Vuckovic, Vojislav
Vučkovič, Vojislav
Vučkovič, Vojislav, Serbian conductor, musicologist, and composer; b. Pirot, Oct. 18,1910; d. (murdered by the German police) Belgrade, Dec. 25,1942. He went to Prague and studied composition with Karel and conducting with Malko at the Cons., becoming a pupil in Suk’s master class in composition there in 1943. Vuckovic also took courses in musicology at the Univ. of Prague (Ph.D., 1934). He then returned to Belgrade, where he was active as a conductor, lecturer, broadcaster, and writer on music; he also taught at the Stankovic Music School. He publ. pamphlets on the materialistic interpretation of music in the light of Marxist dialectics.

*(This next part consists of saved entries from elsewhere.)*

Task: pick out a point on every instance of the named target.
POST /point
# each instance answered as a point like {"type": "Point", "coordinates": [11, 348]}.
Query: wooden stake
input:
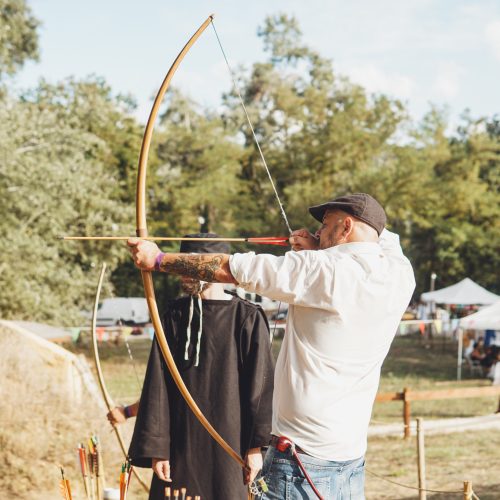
{"type": "Point", "coordinates": [406, 413]}
{"type": "Point", "coordinates": [422, 494]}
{"type": "Point", "coordinates": [467, 490]}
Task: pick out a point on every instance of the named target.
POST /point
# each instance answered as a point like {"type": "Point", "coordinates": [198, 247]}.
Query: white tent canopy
{"type": "Point", "coordinates": [465, 292]}
{"type": "Point", "coordinates": [487, 318]}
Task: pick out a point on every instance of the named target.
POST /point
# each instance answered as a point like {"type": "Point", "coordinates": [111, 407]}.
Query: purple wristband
{"type": "Point", "coordinates": [158, 260]}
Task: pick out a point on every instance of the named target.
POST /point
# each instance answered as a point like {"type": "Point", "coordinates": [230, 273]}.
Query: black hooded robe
{"type": "Point", "coordinates": [232, 385]}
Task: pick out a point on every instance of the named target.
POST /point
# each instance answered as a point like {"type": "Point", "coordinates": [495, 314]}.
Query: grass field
{"type": "Point", "coordinates": [451, 458]}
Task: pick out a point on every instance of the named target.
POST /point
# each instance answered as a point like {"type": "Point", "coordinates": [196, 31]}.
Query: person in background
{"type": "Point", "coordinates": [347, 287]}
{"type": "Point", "coordinates": [221, 345]}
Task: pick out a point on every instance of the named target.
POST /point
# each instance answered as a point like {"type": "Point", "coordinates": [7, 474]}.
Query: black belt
{"type": "Point", "coordinates": [274, 442]}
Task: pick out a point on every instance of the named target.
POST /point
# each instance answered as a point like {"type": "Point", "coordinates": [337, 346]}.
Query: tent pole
{"type": "Point", "coordinates": [459, 354]}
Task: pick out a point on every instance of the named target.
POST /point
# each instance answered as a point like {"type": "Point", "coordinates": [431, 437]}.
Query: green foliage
{"type": "Point", "coordinates": [54, 181]}
{"type": "Point", "coordinates": [18, 35]}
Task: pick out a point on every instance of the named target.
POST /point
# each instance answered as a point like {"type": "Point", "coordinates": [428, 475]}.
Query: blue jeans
{"type": "Point", "coordinates": [334, 480]}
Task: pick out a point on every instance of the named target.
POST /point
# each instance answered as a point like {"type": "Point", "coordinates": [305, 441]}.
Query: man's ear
{"type": "Point", "coordinates": [348, 226]}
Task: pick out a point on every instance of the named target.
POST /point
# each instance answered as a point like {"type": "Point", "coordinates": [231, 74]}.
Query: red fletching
{"type": "Point", "coordinates": [270, 240]}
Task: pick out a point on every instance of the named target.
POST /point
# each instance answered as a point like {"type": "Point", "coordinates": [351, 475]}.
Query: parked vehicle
{"type": "Point", "coordinates": [123, 310]}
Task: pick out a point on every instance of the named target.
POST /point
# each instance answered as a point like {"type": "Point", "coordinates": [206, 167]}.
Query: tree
{"type": "Point", "coordinates": [58, 177]}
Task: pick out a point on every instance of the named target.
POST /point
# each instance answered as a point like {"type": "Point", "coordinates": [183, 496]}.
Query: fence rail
{"type": "Point", "coordinates": [408, 395]}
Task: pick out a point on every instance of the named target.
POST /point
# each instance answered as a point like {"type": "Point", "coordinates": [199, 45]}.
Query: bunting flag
{"type": "Point", "coordinates": [100, 333]}
{"type": "Point", "coordinates": [75, 334]}
{"type": "Point", "coordinates": [126, 331]}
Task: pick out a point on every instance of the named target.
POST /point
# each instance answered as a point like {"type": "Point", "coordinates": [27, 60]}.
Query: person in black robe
{"type": "Point", "coordinates": [221, 346]}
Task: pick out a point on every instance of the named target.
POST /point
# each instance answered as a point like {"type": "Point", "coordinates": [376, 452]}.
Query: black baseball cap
{"type": "Point", "coordinates": [361, 205]}
{"type": "Point", "coordinates": [204, 246]}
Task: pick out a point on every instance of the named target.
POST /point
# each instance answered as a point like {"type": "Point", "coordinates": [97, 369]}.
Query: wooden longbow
{"type": "Point", "coordinates": [100, 377]}
{"type": "Point", "coordinates": [142, 232]}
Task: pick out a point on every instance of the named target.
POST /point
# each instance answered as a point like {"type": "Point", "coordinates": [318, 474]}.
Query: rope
{"type": "Point", "coordinates": [411, 487]}
{"type": "Point", "coordinates": [236, 88]}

He was in the resistance movement during the German occupation of his homeland but was hunted down and murdered. His collected essays were publ. as Studije, eseji, kritike (Belgrade, 1968). After a period of composition in the expressionistic manner (including the application of quarter- tones), he abruptly changed his style out of ideological considerations and embraced programmatic realism.
Works
dramatic: Ballet: Covek koji je ukrao sunce (The Man Who Stole the Sun; 1940). ORCH.: Overture for Chamber Orch. (1933); 3 syms.: No. 1 (1933), No. 2 (1942; unfinished; orchestrated by P. Osghian), and No. 3, Heroic Oratoriofor Soloists, Chorus, and Orch. (1942; unfinished; sorchestrated by A. Obradovic; Cetinje, Sept. 5,1951); Zavestanje Modesta Musorgskog (Modest Mussorgsky’s Legacy; 1940); Oza-reni put (The Radiant Road), symphonic poem (1940); Vesnik bure (The Harbinger of the Storm), symphonic poem (1941); Burevesnik (Stormy Petrel), symphonic poem (1942; Belgrade, Dec. 25,1944). OTHER: Chamber music; choral works; songs.
Bibliography
V. V.: Umetnik i borac (Belgrade, 1968).